I wish there was a way to disable this functionality.
It’s even worse when combined with lazy scroll-based loading: now you’re guaranteeing that I’ll see the unpleasant version briefly (especially in Australia, I imagine, where there’s generally higher latency on such requests than in the USA—but I haven’t tried Medium or similar sites from the USA, so I’m not sure if it’s as unpleasant there).
It’s worst of all when combined with lazy scroll-based loading and an unreliable internet connection: I load pages in places where I know I have an internet connection, and then read them in places where an internet connection is unavailable. With lazy loading of these things, I can no longer be confident that it’s actually loaded everything I need. Same deal with Medium’s blocked iframes for things like CodePen—that just means that the iframe is not loaded when I need it to be.
I want less magic, not more, because we’ve proven as an industry that we’re not responsible with magic, and always manage to make a mess with it.
I didn't mean to refer to blurred images, but the unblurred outline SVGs in this article. I think the blurred ones are somewhat pointless too. The unblurred versions give you actual information as to what the image is.
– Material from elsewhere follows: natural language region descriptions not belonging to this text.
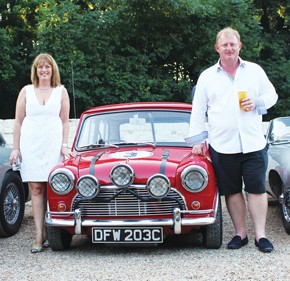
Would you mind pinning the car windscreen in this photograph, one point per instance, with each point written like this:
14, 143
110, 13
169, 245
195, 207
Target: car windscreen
160, 128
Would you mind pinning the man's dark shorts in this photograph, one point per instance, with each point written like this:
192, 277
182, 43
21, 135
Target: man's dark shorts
232, 169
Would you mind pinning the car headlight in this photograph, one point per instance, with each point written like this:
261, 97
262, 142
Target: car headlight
122, 175
158, 186
194, 178
88, 186
61, 181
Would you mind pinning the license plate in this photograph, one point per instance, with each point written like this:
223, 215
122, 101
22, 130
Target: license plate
127, 235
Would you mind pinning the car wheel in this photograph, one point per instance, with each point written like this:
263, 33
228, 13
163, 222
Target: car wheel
212, 233
12, 204
285, 209
59, 239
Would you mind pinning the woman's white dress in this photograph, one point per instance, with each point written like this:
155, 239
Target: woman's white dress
41, 136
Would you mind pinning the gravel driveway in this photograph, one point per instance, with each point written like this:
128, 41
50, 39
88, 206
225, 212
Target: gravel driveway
177, 259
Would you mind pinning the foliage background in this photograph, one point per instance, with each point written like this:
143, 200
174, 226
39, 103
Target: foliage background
115, 51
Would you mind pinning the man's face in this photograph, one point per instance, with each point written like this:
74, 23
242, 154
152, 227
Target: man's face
228, 47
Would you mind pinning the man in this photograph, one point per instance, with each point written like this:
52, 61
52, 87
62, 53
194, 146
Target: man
235, 133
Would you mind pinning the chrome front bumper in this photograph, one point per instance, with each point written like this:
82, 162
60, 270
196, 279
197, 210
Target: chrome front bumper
57, 219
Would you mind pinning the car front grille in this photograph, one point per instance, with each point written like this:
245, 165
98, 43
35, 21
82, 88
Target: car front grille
130, 202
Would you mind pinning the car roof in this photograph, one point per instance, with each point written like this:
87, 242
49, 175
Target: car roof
140, 106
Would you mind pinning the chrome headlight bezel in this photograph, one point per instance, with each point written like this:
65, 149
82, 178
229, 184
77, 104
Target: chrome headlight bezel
88, 183
194, 171
162, 181
60, 177
120, 173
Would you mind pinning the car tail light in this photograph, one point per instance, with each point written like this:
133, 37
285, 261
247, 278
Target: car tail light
61, 181
194, 178
158, 186
88, 186
122, 175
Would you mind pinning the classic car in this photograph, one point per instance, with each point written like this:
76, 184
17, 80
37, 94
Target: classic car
13, 194
133, 179
278, 173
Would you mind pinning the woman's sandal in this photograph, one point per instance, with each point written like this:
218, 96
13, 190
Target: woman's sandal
35, 249
45, 244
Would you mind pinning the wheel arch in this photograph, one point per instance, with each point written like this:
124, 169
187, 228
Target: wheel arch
275, 183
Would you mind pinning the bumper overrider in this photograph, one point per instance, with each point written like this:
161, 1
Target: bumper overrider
74, 219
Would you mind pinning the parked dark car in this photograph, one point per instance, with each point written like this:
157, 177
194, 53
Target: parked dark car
278, 174
13, 194
133, 179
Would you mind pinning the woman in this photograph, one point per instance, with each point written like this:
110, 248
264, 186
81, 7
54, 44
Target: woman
40, 135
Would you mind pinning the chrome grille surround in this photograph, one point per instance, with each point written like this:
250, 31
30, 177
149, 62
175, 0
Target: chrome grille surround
112, 201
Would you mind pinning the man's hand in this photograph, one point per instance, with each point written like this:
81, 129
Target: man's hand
199, 149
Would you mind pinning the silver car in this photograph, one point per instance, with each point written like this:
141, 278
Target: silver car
13, 194
278, 173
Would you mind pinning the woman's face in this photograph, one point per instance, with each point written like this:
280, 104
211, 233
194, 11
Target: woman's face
44, 71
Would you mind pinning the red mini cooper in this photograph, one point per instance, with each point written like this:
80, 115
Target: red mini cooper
133, 179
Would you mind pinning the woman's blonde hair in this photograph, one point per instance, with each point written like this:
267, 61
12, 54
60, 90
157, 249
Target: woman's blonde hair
45, 58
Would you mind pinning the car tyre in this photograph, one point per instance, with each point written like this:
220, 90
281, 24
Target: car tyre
212, 234
12, 204
59, 239
285, 210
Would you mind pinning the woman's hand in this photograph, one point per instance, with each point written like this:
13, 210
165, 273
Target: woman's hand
15, 154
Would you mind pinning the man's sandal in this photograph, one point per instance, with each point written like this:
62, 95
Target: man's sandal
45, 244
35, 249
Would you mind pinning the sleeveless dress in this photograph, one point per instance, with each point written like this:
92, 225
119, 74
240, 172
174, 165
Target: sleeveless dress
41, 136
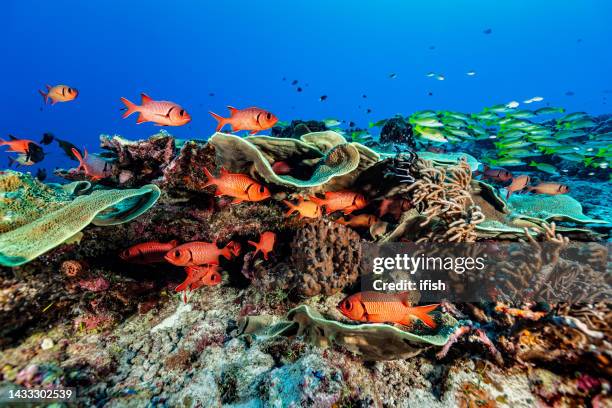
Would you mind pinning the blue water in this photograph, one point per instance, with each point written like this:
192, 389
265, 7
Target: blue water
240, 50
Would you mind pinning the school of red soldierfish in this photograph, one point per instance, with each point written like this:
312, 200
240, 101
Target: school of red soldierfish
201, 259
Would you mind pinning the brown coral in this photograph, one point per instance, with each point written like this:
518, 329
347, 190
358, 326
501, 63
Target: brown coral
442, 195
328, 255
325, 257
71, 268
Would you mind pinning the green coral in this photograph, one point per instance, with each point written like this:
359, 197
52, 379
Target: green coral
327, 153
58, 215
371, 341
550, 208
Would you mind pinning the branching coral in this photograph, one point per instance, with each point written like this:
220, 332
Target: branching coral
443, 196
538, 271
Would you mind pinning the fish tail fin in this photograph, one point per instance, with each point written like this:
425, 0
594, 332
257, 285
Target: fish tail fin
221, 121
318, 201
131, 107
227, 251
291, 206
211, 179
185, 285
422, 313
77, 154
44, 95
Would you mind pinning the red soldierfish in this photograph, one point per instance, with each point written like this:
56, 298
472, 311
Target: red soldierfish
549, 188
253, 119
199, 253
59, 93
237, 185
265, 244
518, 183
147, 252
162, 113
346, 201
94, 167
198, 276
30, 152
379, 307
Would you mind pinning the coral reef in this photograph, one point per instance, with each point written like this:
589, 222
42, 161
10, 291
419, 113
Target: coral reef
63, 218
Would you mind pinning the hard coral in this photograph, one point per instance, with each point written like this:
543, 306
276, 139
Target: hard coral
327, 255
144, 160
185, 172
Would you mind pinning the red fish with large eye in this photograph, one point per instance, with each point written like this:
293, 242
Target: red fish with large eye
252, 119
378, 307
200, 253
162, 113
237, 185
147, 252
59, 93
346, 201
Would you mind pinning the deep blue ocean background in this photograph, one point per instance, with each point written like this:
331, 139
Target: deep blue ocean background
240, 51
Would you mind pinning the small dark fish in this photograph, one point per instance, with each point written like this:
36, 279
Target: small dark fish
35, 153
47, 138
41, 174
67, 148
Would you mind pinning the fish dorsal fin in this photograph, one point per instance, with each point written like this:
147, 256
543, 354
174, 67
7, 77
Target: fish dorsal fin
145, 99
140, 119
405, 298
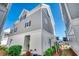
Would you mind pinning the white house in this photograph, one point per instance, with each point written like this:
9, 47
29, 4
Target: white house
70, 15
34, 29
4, 8
5, 36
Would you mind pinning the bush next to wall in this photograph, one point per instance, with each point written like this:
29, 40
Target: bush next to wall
15, 50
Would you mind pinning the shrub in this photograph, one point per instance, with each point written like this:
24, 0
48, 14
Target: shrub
3, 50
15, 50
49, 51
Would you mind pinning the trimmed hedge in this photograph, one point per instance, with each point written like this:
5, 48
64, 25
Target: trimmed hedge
15, 50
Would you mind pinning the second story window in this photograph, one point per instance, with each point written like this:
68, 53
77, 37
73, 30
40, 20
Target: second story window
28, 24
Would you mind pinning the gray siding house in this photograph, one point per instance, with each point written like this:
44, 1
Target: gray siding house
4, 8
70, 15
34, 29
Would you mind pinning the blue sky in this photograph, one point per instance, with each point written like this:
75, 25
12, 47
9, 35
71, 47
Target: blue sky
16, 9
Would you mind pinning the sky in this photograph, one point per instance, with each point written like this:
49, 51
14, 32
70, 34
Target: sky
16, 9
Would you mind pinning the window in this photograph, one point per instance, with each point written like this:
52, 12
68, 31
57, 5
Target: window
28, 24
23, 17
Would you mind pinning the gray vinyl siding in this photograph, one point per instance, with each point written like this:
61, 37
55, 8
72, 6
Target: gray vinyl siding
35, 19
48, 27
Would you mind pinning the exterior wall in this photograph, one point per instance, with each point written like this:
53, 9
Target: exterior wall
46, 20
39, 31
35, 19
46, 36
4, 8
35, 40
73, 26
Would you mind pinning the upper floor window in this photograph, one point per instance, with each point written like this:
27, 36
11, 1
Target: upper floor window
28, 24
23, 17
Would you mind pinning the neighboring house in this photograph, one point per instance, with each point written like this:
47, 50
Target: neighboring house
34, 29
5, 36
4, 8
70, 15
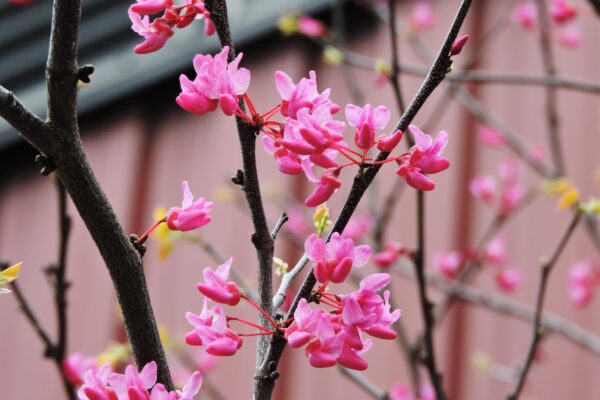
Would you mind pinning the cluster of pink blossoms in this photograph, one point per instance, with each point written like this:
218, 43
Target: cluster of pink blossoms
450, 264
562, 14
584, 278
160, 30
336, 336
309, 135
330, 337
103, 384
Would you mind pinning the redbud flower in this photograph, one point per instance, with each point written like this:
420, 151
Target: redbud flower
458, 45
212, 332
561, 11
302, 95
448, 264
491, 138
95, 385
76, 365
217, 83
216, 286
334, 260
132, 384
328, 184
191, 215
155, 34
422, 16
509, 279
305, 325
311, 27
389, 255
483, 188
425, 157
525, 15
150, 6
495, 251
366, 120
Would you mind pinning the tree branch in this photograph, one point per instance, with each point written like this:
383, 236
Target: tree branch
262, 240
546, 268
360, 185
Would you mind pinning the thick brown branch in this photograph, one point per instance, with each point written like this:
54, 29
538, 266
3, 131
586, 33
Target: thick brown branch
262, 239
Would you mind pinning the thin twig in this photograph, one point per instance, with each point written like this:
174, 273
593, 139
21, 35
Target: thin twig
282, 220
551, 105
395, 73
546, 268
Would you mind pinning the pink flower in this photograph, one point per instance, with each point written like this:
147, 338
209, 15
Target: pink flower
217, 288
570, 36
132, 384
155, 34
491, 138
211, 331
448, 264
302, 95
525, 15
217, 83
422, 17
334, 260
95, 385
150, 6
495, 251
562, 12
191, 215
425, 157
483, 188
311, 27
583, 275
366, 120
389, 255
76, 365
313, 134
399, 391
509, 279
327, 185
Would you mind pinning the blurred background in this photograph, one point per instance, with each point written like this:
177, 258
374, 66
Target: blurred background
142, 145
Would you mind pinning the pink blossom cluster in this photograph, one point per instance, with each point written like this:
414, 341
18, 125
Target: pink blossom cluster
211, 327
584, 278
450, 264
160, 30
506, 194
562, 14
104, 384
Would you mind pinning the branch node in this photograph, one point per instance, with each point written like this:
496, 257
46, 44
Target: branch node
84, 73
46, 164
139, 246
238, 179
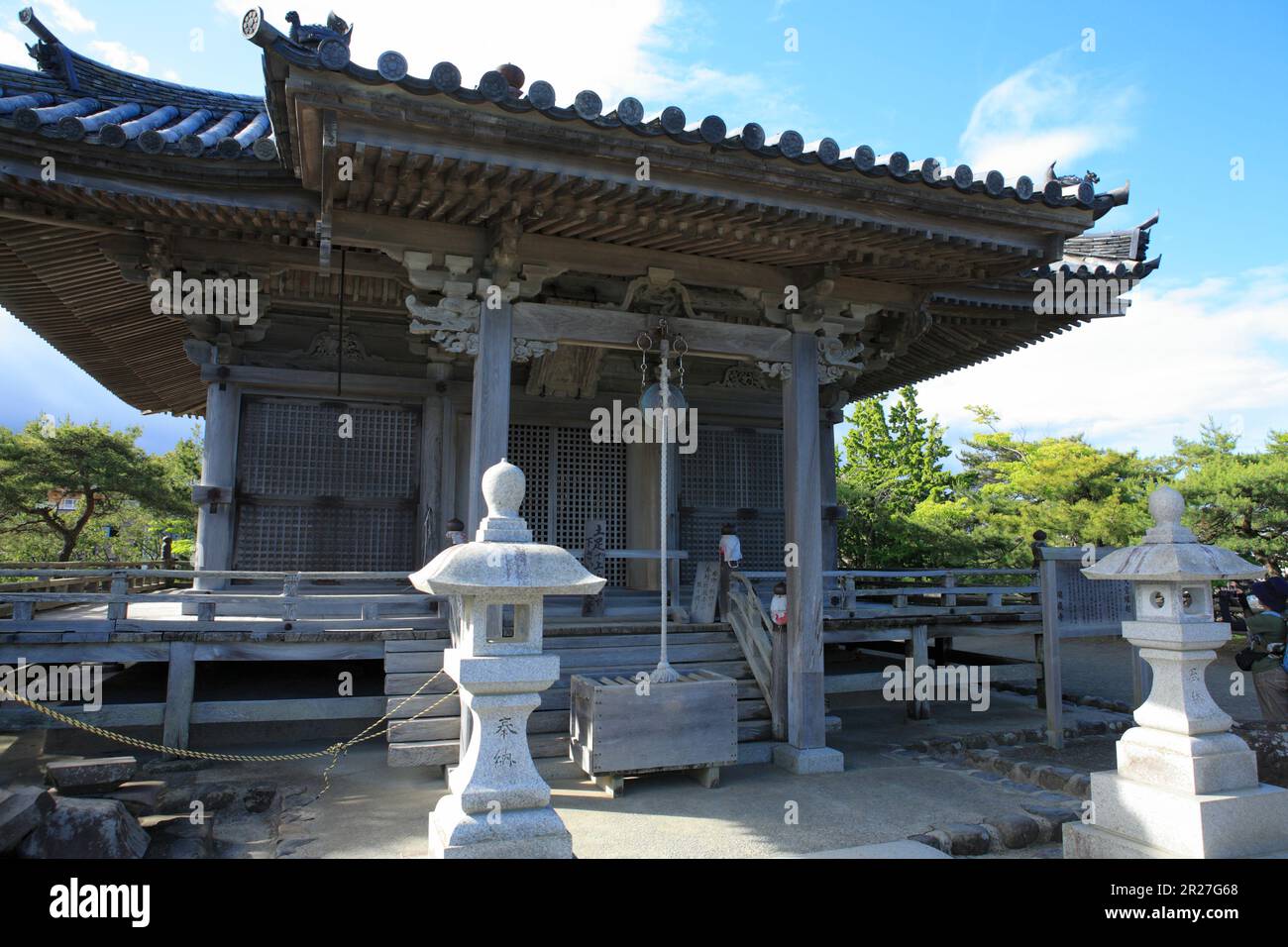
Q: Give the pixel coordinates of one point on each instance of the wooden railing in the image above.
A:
(918, 592)
(69, 578)
(754, 630)
(290, 605)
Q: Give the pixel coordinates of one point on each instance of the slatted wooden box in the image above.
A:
(682, 725)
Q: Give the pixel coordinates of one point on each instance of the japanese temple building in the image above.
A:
(464, 265)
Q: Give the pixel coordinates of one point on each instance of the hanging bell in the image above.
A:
(778, 604)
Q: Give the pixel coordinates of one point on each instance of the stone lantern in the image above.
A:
(1185, 787)
(498, 804)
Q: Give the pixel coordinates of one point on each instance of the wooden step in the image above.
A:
(550, 699)
(449, 725)
(574, 659)
(438, 753)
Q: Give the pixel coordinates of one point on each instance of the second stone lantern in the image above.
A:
(498, 805)
(1185, 785)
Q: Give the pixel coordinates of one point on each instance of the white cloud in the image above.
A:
(1048, 111)
(1180, 355)
(616, 48)
(35, 377)
(13, 51)
(64, 16)
(120, 56)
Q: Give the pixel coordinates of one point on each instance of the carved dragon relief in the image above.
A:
(327, 346)
(658, 294)
(454, 322)
(837, 359)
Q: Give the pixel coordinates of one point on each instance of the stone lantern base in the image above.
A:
(522, 834)
(1145, 819)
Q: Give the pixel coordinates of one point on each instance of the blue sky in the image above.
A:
(1168, 97)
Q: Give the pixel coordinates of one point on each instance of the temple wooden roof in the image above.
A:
(943, 261)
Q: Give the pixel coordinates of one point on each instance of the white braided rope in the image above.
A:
(664, 673)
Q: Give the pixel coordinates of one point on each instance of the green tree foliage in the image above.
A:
(1235, 499)
(112, 480)
(892, 463)
(906, 509)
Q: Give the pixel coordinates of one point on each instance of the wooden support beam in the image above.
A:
(915, 648)
(218, 470)
(353, 228)
(489, 411)
(576, 325)
(1051, 654)
(180, 681)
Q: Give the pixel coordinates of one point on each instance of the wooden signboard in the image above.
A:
(706, 589)
(593, 558)
(619, 727)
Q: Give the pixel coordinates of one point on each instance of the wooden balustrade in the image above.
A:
(914, 592)
(44, 589)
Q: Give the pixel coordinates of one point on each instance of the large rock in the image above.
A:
(86, 828)
(1017, 830)
(141, 797)
(21, 810)
(211, 795)
(966, 839)
(86, 777)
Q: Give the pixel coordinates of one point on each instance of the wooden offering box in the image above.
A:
(617, 729)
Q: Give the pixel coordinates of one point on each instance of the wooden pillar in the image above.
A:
(778, 676)
(218, 470)
(827, 483)
(802, 501)
(915, 648)
(430, 515)
(180, 682)
(489, 411)
(1051, 654)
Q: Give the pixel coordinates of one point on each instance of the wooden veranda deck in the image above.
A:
(125, 616)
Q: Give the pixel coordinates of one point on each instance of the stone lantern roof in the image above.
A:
(1171, 553)
(503, 565)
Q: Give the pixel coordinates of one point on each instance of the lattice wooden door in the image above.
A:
(733, 470)
(310, 500)
(571, 479)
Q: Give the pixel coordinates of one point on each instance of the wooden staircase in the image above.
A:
(434, 738)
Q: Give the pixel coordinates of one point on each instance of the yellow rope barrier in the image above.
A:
(334, 751)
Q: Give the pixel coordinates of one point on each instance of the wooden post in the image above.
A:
(778, 676)
(949, 599)
(116, 607)
(1051, 654)
(215, 521)
(489, 418)
(180, 680)
(592, 558)
(827, 483)
(722, 592)
(805, 706)
(430, 517)
(917, 650)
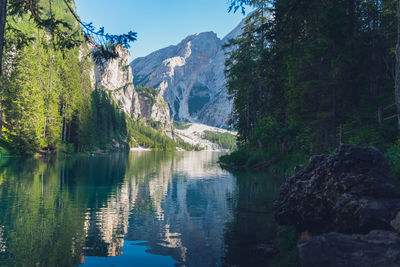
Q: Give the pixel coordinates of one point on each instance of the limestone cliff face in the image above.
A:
(191, 78)
(115, 75)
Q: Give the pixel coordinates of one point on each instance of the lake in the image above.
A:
(138, 209)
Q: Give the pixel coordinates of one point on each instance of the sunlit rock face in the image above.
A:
(191, 78)
(115, 75)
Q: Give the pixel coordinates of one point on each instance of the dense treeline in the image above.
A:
(46, 91)
(48, 98)
(308, 75)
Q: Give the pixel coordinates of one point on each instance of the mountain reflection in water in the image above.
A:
(145, 208)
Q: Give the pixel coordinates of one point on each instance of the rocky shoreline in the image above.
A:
(349, 204)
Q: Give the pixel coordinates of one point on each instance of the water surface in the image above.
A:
(138, 209)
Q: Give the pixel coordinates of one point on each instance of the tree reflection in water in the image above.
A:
(181, 207)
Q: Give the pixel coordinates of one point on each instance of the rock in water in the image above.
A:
(378, 248)
(396, 223)
(351, 191)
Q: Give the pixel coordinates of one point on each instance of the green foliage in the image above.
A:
(393, 155)
(140, 134)
(224, 140)
(48, 98)
(300, 80)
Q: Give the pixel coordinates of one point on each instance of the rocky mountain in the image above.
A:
(191, 78)
(115, 75)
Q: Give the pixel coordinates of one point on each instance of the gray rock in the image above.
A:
(191, 78)
(378, 248)
(350, 191)
(115, 75)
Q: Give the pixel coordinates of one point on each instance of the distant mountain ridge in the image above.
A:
(190, 76)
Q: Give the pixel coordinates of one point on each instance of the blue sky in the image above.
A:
(159, 23)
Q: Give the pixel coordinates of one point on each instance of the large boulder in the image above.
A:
(350, 191)
(378, 248)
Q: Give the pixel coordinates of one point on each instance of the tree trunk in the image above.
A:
(3, 15)
(397, 81)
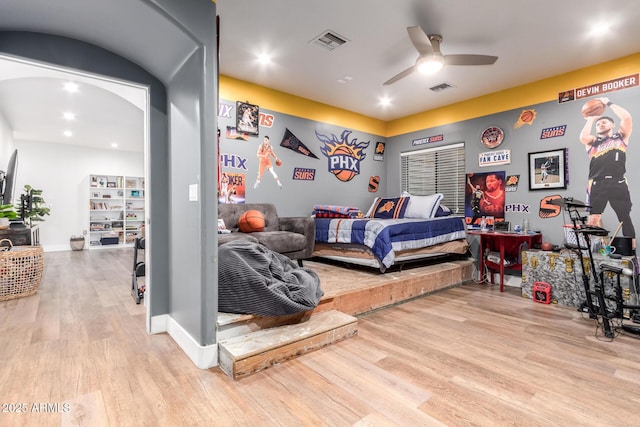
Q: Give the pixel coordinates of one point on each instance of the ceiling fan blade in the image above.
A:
(420, 40)
(400, 75)
(469, 59)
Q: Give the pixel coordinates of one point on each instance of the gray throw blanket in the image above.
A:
(253, 279)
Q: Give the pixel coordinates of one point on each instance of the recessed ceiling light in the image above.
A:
(264, 59)
(600, 29)
(71, 87)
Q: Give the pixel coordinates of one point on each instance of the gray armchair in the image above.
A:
(290, 236)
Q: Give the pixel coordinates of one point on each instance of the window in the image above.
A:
(436, 170)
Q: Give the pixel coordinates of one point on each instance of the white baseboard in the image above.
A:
(159, 324)
(204, 357)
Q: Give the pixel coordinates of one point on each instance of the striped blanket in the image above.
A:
(385, 236)
(333, 211)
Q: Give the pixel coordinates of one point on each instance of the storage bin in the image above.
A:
(109, 241)
(21, 269)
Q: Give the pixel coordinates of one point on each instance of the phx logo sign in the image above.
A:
(343, 156)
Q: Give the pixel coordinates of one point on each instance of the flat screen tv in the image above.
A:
(8, 180)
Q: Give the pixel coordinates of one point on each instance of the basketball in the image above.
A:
(593, 107)
(251, 221)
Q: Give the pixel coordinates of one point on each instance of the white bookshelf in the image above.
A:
(116, 210)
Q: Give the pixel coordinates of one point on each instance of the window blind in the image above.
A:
(436, 170)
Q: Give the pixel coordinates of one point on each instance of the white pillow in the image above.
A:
(370, 211)
(422, 206)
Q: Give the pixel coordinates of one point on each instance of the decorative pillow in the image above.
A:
(422, 206)
(443, 211)
(369, 213)
(389, 208)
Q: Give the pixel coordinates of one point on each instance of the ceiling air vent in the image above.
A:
(440, 87)
(329, 40)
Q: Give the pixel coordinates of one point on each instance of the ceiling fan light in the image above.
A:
(429, 64)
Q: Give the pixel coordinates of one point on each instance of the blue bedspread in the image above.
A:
(384, 236)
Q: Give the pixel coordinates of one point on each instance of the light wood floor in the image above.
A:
(465, 356)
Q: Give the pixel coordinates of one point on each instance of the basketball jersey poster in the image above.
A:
(232, 188)
(484, 196)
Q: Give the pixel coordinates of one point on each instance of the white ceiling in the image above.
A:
(533, 40)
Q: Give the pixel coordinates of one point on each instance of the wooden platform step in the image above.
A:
(246, 354)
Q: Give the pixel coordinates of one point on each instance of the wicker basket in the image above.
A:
(21, 269)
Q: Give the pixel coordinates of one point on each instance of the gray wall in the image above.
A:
(297, 197)
(526, 139)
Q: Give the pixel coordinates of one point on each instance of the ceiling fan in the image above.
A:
(431, 58)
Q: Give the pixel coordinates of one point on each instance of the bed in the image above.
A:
(381, 243)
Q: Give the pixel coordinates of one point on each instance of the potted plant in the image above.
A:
(7, 212)
(32, 205)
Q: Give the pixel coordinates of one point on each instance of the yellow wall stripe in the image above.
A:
(518, 97)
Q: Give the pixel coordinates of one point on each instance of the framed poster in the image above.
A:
(548, 169)
(247, 116)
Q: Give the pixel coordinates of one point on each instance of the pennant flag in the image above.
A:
(290, 141)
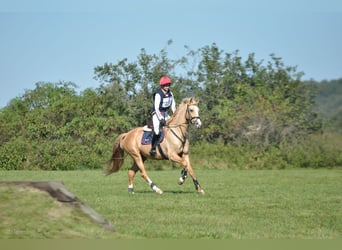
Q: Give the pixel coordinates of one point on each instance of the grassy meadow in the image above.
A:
(238, 204)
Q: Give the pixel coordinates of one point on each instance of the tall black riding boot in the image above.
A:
(155, 138)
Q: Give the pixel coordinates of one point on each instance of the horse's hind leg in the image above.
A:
(131, 173)
(139, 165)
(184, 175)
(187, 168)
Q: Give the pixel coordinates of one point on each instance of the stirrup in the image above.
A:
(153, 152)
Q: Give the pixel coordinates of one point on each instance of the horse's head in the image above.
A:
(192, 112)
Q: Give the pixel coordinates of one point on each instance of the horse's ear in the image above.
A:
(194, 100)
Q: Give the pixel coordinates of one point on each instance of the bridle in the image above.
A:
(189, 119)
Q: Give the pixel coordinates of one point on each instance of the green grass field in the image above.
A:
(238, 204)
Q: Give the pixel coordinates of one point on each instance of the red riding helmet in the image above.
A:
(164, 80)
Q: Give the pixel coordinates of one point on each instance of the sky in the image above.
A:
(53, 41)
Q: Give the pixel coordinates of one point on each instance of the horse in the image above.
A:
(173, 147)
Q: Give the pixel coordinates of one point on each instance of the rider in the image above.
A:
(162, 101)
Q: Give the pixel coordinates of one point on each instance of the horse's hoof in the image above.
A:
(201, 191)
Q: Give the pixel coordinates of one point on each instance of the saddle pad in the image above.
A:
(147, 137)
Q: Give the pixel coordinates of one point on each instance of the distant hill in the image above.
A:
(329, 104)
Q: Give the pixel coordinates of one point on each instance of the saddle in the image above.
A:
(146, 138)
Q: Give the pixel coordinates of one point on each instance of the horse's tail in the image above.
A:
(117, 158)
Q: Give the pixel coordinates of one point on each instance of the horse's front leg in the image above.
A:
(187, 168)
(131, 173)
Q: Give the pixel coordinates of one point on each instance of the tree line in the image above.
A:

For instance, the sneakers image; if I didn't care about sneakers, I'd be likely to just scroll past it. In the blurred version, I might not be able to tell that they're sneakers.
Interesting: I didn't see any images of sneakers. I saw the Golden Gate bridge, and a vague shot of a woman. Are they serving a different set of images (and example js) to different readers?
I wish there was a way to disable this functionality.